JEFFREY BROWN: The nine justices of the U.S. Supreme Court pondered a central piece of civil rights legislation today, at issue, whether it’s still needed 48 years after it first became law.
REP. JOHN LEWIS, D-Ga.: We are not there yet.
JEFFREY BROWN: Georgia Congressman and civil rights leader John Lewis was one of many who rallied outside the court this morning for the Voting Rights Act. They were there on a day the justices heard a challenge to a key section of the law. It requires states with a history of discrimination, mainly in the Deep South, to get federal approval, or pre- clearance, before changing voting procedures or districts.

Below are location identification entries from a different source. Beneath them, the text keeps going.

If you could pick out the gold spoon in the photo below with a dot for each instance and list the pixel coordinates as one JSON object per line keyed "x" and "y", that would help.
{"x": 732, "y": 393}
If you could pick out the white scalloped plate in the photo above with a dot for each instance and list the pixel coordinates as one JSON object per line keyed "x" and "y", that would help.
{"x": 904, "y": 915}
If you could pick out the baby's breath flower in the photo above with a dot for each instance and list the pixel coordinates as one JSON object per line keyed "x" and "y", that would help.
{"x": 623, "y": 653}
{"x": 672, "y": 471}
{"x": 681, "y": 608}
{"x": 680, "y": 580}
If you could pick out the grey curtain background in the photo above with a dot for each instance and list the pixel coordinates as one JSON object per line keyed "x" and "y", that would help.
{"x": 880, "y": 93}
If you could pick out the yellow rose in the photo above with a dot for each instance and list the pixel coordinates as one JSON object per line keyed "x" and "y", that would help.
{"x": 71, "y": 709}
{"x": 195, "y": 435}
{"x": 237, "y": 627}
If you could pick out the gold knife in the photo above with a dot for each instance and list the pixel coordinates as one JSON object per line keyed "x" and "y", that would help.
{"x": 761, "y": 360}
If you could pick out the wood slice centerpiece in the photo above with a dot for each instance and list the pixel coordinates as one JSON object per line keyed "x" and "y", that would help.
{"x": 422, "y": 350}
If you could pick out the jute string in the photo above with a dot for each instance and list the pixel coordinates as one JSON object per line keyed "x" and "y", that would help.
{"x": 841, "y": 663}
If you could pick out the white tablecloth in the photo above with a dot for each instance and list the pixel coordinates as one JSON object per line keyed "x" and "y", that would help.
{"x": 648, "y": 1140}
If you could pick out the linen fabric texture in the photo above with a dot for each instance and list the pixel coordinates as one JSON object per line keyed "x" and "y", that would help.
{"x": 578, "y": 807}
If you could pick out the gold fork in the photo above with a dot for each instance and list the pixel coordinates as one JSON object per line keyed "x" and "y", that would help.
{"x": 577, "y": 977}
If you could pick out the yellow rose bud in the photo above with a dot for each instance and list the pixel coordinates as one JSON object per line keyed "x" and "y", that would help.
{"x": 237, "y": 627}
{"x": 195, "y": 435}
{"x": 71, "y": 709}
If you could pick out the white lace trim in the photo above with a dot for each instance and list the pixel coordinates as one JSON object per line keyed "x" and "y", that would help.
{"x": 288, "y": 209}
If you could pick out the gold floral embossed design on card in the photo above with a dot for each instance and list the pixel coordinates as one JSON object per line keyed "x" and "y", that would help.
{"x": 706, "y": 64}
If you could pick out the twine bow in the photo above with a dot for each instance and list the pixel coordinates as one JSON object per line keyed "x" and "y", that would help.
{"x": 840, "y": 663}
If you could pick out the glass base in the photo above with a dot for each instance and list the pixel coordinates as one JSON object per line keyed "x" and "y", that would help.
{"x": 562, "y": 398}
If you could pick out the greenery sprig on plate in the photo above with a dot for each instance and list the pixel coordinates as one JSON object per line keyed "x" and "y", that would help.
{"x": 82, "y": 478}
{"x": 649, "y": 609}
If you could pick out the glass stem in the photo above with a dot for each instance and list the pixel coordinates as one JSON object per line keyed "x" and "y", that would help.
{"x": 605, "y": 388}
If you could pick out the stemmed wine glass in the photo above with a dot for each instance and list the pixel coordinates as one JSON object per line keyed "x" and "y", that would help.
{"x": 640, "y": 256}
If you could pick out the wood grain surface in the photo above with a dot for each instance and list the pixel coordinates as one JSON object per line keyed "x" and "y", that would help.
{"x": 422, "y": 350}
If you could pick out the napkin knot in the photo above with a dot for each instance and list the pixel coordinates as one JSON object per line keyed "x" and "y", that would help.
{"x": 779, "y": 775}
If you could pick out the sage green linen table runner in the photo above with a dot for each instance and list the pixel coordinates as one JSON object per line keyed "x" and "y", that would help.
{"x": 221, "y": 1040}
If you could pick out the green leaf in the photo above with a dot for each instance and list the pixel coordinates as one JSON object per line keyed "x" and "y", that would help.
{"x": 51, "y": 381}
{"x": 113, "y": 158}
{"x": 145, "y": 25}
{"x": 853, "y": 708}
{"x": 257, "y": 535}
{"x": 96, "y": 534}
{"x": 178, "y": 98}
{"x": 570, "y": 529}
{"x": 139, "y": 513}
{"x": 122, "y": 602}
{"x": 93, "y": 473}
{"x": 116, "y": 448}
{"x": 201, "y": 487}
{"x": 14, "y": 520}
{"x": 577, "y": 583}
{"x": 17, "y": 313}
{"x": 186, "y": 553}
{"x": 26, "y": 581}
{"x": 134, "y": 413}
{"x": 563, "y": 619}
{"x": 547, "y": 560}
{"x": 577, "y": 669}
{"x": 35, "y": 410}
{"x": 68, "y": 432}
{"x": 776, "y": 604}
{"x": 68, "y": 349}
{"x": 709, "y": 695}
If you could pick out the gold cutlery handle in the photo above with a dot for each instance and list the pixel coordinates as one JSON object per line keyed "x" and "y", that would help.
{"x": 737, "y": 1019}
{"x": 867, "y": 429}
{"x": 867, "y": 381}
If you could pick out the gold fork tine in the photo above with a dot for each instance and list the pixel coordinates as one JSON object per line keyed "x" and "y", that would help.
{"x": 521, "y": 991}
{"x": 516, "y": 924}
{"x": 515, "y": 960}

Lewis argued that the provision known as Section 5 must be preserved.
JOHN LEWIS: There are still forces in this country that want to take us back to another period, but we’re not going back. We have come too far. We have made too much progress to go back.
The literacy test may be gone, but people are using other means, other tactics and techniques. So we still need Section 5, and that’s why we are here today standing up for the voting rights of all Americans.
JEFFREY BROWN: In 1965, Lewis helped lead 600 people across the Edmund Pettus Bridge in Selma, Ala., where police beat them with nightsticks and state troopers fired tear gas. The event became known as Bloody Sunday and proved a tipping point.
President Lyndon Johnson and Congress responded with the Voting Rights Act. Lawmakers have renewed the law ever since, most recently in 2006, with overwhelming support. But Shelby County, Ala. says the law has outlived its time. Frank Ellis is the county attorney.
FRANK ELLIS, Shelby County Attorney: And we ask for some recognition that we and these other covered jurisdictions have made great strides over the last 48 years.
I was 24 years old. I have been the county attorney since 1964. I was 24 years old when we came under Section 5. I’m 73 last weekend, and we’re still under the same formula, none of which has applied to us in many, many, many, many years.
JEFFREY BROWN: President Obama has recently voiced support for upholding the provision of the Voting Rights Act. He said that if part of the law is struck down, it will be harder to prevent acts of voting discrimination.
The case provoked some tough questioning at the court today.
And, of course, Marcia Coyle of the National Law Journal was there and she is back with us tonight.
So, Marcia, tell us first a little bit about the challenge from Shelby County. Why this particular county? What’s their argument?
MARCIA COYLE, National Law Journal: OK.
Well, this case actually was teed up by an organization here in Washington, D.C., known as the Project for Fair Representation. The organization’s goal is to eliminate racial and ethnic preferences. The head of the organization looks for clients to bring lawsuits targeting racial or ethnic preferences.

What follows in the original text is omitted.